A common misunderstanding is to equate lengthening with stretching. Stretching implies effort, direction, and sometimes strain. Lengthening, as the body experiences it in upright standing, is quieter.

It is the sensation of space appearing between segments — not because we pull them apart, but because unnecessary tension releases.

This is why people often feel taller after standing with awareness, even though no force was applied.

Lengthening happens when the body trusts that it can remain balanced without bracing.

The role of the arms in sensing verticality

In simple standing, the arms may rest by the sides. At times, gently lifting the arms upward can help bring awareness to the length of the spine — not as a posture to hold, but as an exploration.

When the arms rise without strain, attention naturally travels upward through the torso. The chest opens without being pushed. The neck finds space without being stiffened. The body senses its own vertical line.

This is not about creating a pose.It is about sensing direction.

Once that sense of length is felt, the arms can return to rest, while the awareness remains.

Why Effort Makes Posture Worse

Many people are surprised to discover that the harder they try to stand straight, the more uncomfortable they feel. This is not weakness. It is intelligence.
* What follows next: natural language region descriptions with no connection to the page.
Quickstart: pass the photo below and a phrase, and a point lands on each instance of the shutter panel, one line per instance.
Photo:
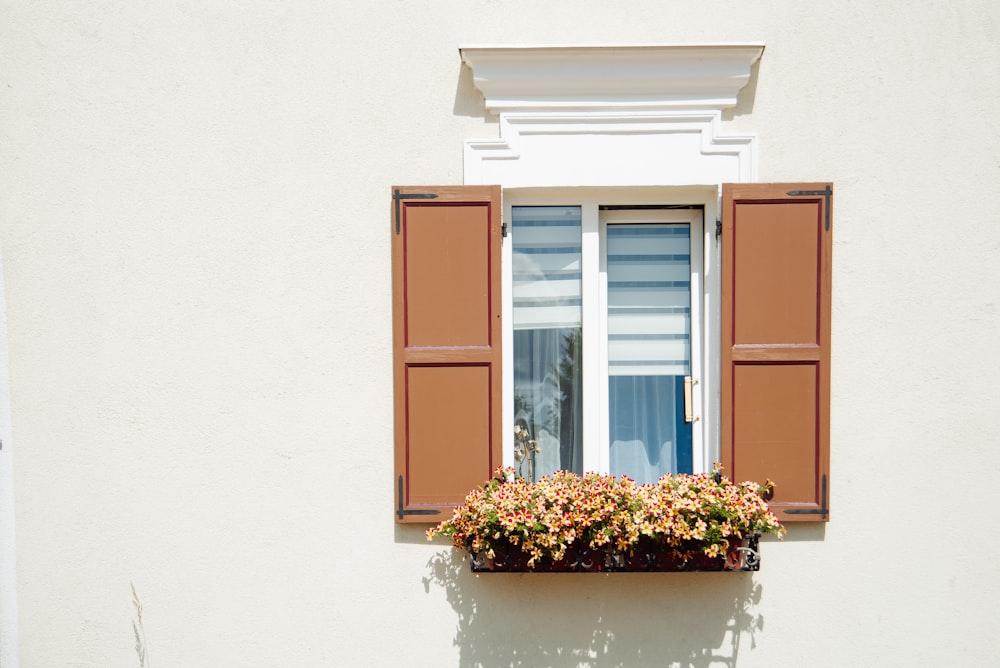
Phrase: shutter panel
(776, 264)
(446, 346)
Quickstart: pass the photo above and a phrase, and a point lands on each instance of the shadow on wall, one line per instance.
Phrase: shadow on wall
(597, 619)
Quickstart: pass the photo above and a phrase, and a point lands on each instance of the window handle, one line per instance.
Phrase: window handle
(689, 384)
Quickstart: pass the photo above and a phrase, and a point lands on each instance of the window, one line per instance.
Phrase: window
(601, 328)
(642, 265)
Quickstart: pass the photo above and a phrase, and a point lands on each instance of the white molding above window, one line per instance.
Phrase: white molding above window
(611, 77)
(610, 116)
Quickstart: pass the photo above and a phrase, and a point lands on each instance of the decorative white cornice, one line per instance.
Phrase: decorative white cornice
(608, 78)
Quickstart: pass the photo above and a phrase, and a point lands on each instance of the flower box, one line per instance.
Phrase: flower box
(599, 523)
(646, 557)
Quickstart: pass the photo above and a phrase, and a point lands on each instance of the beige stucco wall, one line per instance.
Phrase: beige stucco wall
(194, 220)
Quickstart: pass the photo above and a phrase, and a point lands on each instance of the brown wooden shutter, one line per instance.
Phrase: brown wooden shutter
(446, 345)
(776, 254)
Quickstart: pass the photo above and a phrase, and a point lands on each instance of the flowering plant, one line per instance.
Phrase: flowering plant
(686, 514)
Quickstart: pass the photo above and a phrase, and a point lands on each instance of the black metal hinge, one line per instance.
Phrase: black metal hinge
(822, 511)
(828, 193)
(397, 196)
(402, 512)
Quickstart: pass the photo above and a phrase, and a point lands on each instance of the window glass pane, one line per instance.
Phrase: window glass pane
(649, 348)
(547, 322)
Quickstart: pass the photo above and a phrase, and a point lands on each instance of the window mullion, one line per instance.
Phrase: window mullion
(595, 348)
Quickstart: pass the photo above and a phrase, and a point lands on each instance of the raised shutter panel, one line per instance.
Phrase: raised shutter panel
(446, 346)
(776, 264)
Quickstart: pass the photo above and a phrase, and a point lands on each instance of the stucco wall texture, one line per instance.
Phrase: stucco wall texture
(194, 220)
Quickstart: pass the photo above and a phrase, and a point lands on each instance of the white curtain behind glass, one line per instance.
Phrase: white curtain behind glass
(547, 322)
(649, 330)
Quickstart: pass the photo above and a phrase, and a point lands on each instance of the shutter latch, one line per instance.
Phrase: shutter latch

The body resists being over-controlled.

Excess effort in posture often triggers compensations elsewhere:

  • tightened shoulders

  • shallow breathing

  • stiff neck

  • fatigue during walking

These are signs that the body is being managed, not supported. Standing tall should feel sustainable, not heroic.

Standing as preparation, not performance

Standing is often treated as something static — something to “fix” before moving on. But standing is dynamic. It is full of small adjustments, weight shifts, and quiet negotiations with gravity.

When standing is approached as preparation rather than performance, it becomes restful rather than tiring.

A few moments of attentive standing before walking — sensing the feet, noticing the pelvis, allowing the spine to lengthen — can change how the entire walk unfolds.

Walking then feels less like an effortful task and more like a continuation of balance already found.

A different question to ask

Instead of asking:

  • “Am I standing straight?”

It is more useful to ask:

  • “Do I feel supported from below?”

  • “Can my breath move easily?”

  • “Can I remain here without strain?”

These questions guide the body far more effectively than commands.

Looking ahead

In the next post, we will turn our attention to a part of the body that often complains during walking — the shoulders.

Why do they ache after a walk?What role do the arms really play?And how does upper-body tension quietly interfere with balance?

For now, simply notice this:

When you try to stand tall, does your body feel more organized — or more controlled?

That answer is already teaching you something.